Her fist swiped the air, a negating gesture. “No, I’m going to escape. They’ll all forget soon enough.” She settled back once more. “Though if you insist on going all Old-Barrayaran, I suppose we could tell people I’m your mistress.”

He snorted involuntarily. “Are you trying to get me strung up? Also, not to channel your nephew Ivan, but that’s just wrong.”

She raised her chin and considered this. “There’s a model for you. Alys and Simon. They weren’t, and then one day they’d always been. Very smooth transition, that.”

Lady Alys Vorpatril, Cordelia’s longtime friend and the Emperor’s diplomatic hostess for the better part of three decades, and Simon Illyan, Aral’s Chief of Imperial Security for most of that same period, had become a known romantic item very shortly after Illyan’s own medical retirement. “
Had
they always been? There was speculation, after.” If not, perhaps, unrestrained. Jole had known both of them well, earlier in Vorbarr Sultana in the course of his work for Aral and later on the couple’s few holiday visits to Sergyar, and even
he
wasn’t sure. That occluded view was nonreciprocal; Simon had certainly known
everything
about Jole.
Once
. They’d all moved on since then.

“Mm, let’s say they had valued each other very much for a very long time.
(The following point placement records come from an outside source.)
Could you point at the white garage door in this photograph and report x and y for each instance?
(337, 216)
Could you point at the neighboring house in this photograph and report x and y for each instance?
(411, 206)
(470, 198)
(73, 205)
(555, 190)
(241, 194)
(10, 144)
But no, alas, they didn’t get started on anything worthy of proper salacious gossip—is that an oxymoron?—till after Alys no longer had to compete for Simon’s attention with his memory chip and the security of a three-planet empire.
I
thought they’d wasted a heartbreaking amount of potential happiness, but—not my decision, that one. At least they seem to be happy now.” Her lips curved in unselfconscious gladness for her old friends. Their old friends, truly.